Why does Prof Lim not see lower wages as desirable? After all, the flip side of lower wages is lower cost of production, lower prices for consumers. Resources are allocated more efficiently. More income becomes more consumption, and more jobs are created with higher wages. Markets clear and almost everyone is better off: the migrant workers who have found employment with significantly better wages and working conditions than back home, the consumers who enjoy lower prices, and the displaced workers who find better employment elsewhere. Those displaced and unable or unwilling to adapt will be less well off.

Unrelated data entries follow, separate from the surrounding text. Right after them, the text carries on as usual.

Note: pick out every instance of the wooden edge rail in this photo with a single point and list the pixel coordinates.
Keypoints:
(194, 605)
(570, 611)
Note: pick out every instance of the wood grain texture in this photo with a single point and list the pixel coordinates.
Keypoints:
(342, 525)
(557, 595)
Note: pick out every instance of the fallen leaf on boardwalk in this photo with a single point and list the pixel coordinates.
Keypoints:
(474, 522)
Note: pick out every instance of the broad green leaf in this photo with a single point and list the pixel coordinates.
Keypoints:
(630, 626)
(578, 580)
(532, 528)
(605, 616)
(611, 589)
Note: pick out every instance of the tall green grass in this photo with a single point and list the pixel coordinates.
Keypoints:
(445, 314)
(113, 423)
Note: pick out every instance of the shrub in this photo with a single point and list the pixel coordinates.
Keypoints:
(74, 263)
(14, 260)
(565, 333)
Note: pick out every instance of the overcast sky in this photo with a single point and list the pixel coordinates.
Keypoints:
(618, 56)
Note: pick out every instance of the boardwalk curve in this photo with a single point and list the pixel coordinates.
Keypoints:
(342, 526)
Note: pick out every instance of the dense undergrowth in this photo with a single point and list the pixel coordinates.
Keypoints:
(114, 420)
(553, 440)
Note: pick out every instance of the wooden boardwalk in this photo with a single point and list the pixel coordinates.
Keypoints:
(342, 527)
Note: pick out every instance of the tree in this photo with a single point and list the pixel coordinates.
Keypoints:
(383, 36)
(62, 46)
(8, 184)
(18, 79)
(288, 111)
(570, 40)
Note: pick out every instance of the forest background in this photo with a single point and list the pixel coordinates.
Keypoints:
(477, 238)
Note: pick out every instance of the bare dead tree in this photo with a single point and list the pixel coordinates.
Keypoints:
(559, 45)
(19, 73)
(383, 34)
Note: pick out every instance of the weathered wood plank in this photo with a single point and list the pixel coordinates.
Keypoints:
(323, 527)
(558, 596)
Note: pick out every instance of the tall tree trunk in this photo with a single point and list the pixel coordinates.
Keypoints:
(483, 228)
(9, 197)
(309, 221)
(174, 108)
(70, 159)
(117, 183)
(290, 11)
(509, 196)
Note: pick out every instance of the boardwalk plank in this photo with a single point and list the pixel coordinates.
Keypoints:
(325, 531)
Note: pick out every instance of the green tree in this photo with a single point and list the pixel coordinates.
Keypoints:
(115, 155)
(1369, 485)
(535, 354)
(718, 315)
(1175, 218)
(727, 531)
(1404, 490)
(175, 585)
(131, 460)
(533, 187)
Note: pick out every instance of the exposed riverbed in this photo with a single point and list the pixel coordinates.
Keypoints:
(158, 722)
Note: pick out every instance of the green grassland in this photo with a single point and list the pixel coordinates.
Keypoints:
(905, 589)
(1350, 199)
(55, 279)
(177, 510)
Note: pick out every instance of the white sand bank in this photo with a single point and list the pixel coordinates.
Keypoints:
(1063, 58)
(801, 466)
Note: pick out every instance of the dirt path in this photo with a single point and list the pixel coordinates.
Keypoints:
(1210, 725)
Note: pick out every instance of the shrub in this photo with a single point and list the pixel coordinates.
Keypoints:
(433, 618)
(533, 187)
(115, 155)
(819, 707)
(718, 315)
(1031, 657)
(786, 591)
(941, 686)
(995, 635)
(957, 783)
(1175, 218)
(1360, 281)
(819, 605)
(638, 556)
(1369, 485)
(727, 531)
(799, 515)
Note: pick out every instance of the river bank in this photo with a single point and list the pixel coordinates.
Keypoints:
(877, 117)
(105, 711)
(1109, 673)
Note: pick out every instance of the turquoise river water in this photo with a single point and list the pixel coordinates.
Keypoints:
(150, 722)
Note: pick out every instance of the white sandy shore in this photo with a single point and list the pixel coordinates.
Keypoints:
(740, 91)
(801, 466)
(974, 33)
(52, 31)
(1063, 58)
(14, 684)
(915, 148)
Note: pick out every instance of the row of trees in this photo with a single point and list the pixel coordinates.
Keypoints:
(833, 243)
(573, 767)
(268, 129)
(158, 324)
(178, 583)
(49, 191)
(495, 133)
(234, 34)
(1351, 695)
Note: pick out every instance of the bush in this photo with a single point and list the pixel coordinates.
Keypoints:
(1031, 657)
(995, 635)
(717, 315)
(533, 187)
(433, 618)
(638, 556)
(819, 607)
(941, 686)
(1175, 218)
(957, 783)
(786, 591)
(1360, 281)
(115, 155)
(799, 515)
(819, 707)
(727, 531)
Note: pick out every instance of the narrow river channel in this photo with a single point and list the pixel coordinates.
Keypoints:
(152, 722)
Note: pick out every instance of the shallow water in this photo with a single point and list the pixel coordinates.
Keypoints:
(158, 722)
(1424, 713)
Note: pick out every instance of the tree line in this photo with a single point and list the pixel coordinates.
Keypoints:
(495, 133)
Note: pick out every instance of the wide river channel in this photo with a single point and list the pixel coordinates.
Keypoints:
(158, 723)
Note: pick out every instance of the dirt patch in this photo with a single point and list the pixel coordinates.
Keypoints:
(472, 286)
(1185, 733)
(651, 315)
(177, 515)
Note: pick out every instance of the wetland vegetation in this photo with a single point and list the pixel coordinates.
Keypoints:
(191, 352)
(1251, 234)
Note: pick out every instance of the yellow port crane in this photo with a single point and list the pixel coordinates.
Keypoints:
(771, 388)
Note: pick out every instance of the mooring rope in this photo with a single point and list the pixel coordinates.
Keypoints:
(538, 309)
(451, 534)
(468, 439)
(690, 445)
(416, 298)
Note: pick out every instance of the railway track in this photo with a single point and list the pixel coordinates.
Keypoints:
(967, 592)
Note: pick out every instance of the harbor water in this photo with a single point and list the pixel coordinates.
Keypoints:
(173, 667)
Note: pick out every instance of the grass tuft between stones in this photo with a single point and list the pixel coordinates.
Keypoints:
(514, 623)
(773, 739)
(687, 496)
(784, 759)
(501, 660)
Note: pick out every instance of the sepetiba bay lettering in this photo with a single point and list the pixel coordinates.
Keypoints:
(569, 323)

My take on it: Achieving productive efficiency is well and good, but consider the following:

- We have a very open economy. So low wages do not necessarily translate into low prices due to imported inputs as well as imported goods
- Lower wage bills do not necessarily lead to lower prices. The difference can be retained as profit by enterprises, especially since the labour market is imperfect
- Wages will be lowered only in some sectors/levels, but not in others. For example, the IT industry won't be affected, and neither will architects [high end of the construction industry - broadly speaking], but local construction foremen will be out of jobs
- With lower wages, consumers have less money to spend on goods, so the effect of lower wages on real income is unpredictable
- In the long run markets clear, but in the long run we're also all dead
- As the SMU professor mentioned: 'Workers are now bearing the brunt of globalisation and only shareholders are gaining . . . our wage share of GDP is low, but the profit share of GDP is high... This widening income gap means that Singapore has a 'First World per capita income but a Third World income structure'. As a result, it is 'difficult to stimulate domestic consumption' and consumer spending is weak.